Lowering the Cost of Living to Strengthen Wyoming Businesses
High costs shouldn’t force families out of their homes or prevent small businesses from hiring. True fiscal conservatism means proactively stabilizing the costs of basic necessities like housing and healthcare, making Wyoming a more competitive place to live, work, and do business.
1. Slashing Homeowners Insurance Premiums
Extreme weather and unstable global markets are driving property insurance rates out of control, threatening homeownership for young families and seniors on fixed incomes. As your Senator, I will champion a State Reinsurance Program—a proven, market-based safety net. By having the state backstop catastrophic insurance losses, we drastically lower the risk for private insurance companies. This stabilizes the market, injects competition, and directly lowers property premiums for every homeowner in Laramie County.
2. Creating a Common-Sense Healthcare Safety Net
When a working-class resident can’t afford doctor visits, they end up in the emergency room. Wyoming hospitals take on millions in unpaid care, which forces them to jack up prices on everyone else—driving up insurance premiums for our local small businesses.
We must close the coverage gap through a smart combination of federal-state cooperation, targeted Medicaid expansion, and localized premium assistance. This ensures low-income workers have a doctor, protects our hospitals from bankruptcy, and lifts the heavy burden of skyrocketing premium costs off the backs of Wyoming employers.

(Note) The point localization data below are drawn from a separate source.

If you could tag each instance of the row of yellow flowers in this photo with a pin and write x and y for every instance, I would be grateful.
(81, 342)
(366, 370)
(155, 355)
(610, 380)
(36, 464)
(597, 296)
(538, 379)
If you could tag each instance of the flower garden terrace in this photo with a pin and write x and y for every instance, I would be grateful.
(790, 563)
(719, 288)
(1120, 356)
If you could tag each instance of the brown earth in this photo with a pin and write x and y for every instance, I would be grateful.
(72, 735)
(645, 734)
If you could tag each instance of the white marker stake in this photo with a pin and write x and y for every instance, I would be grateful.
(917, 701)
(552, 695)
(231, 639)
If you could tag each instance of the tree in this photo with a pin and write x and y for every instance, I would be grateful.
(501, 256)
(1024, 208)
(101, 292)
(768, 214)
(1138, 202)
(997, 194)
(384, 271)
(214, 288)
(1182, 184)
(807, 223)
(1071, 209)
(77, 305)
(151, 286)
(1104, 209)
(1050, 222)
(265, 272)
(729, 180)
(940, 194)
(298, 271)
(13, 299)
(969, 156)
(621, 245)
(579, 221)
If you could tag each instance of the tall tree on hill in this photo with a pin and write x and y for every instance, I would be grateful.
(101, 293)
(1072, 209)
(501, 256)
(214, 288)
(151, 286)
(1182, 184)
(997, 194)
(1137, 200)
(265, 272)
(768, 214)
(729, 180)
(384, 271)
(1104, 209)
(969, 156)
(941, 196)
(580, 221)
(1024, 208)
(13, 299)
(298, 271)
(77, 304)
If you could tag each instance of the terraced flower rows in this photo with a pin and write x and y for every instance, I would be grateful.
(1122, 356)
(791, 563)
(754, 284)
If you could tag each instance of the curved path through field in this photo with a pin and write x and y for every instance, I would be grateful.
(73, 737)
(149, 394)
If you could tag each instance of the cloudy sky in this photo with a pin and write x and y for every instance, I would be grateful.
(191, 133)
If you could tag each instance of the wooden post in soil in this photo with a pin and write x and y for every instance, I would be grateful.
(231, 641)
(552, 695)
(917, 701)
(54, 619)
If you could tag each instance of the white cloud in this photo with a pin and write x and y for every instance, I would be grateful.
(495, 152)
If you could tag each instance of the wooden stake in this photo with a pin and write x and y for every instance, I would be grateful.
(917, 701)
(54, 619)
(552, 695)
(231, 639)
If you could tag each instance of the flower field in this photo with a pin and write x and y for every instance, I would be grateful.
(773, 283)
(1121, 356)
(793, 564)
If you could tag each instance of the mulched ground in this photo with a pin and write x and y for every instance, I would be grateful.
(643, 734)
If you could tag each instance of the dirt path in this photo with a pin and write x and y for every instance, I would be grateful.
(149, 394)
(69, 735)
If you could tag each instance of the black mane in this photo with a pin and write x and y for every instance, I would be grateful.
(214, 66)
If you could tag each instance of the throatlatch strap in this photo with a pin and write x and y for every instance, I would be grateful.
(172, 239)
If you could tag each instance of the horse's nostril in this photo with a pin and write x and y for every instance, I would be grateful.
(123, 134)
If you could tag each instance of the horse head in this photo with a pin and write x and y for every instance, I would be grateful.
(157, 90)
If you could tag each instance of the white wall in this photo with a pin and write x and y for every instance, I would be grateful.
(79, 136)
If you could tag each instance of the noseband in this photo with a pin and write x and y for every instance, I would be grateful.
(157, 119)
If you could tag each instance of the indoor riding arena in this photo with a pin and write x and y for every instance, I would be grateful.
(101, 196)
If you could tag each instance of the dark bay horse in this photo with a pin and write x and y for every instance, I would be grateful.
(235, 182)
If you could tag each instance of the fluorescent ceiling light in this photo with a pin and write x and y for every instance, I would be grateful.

Honoring our Promise to Wyoming’s Classrooms
The Wyoming Constitution and our State Supreme Court are absolutely clear: funding a high-quality public education is not an optional line item—it is our primary constitutional duty. Providing excellent schools is also a fundamental moral obligation we owe to our children and our communities.
We do not need new taxes to fix our schools; we need a legislature that respects local control and prioritizes the massive revenues Wyoming already generates. Recently, Cheyenne politicians implemented an over-regulated ‘instructional silo’ model that micro-manages local districts, cutting flexibility for activities and causing artificial budget shortfalls right here in Laramie County.
As your Senator, I will fight to restore block-grant flexibility so local school boards—not state bureaucrats—decide how to use their dollars. Furthermore, I will advocate for modernizing the investment structure of our state’s multi-billion dollar Permanent Mineral Trust Fund and rainy-day accounts, ensuring their historic returns directly shield our classrooms from inflation and cover critical needs like school counselors and competitive teacher pay. We can keep our constitutional promise to our kids while keeping Wyoming a low-tax state.
Defending Personal Freedom and Medical Privacy
I believe in the foundational Wyoming value of limited government. There is no area where government overreach is more dangerous than when politicians try to insert themselves between a competent adult and their doctor.
Our State Supreme Court recently reaffirmed that Article 1, Section 38 of the Wyoming Constitution explicitly guarantees every citizen the fundamental right to make their own healthcare decisions without state interference. This amendment was overwhelmingly passed by Wyoming voters to keep the government out of our private lives—and that principle must be applied consistently.
I trust women, families, and their doctors to make these deeply personal, complex medical decisions. As your Senator, I will fiercely defend the Wyoming Constitution, uphold the rule of law, and oppose any efforts by politicians to override the rights of citizens or weaponize the state government against private medical choices.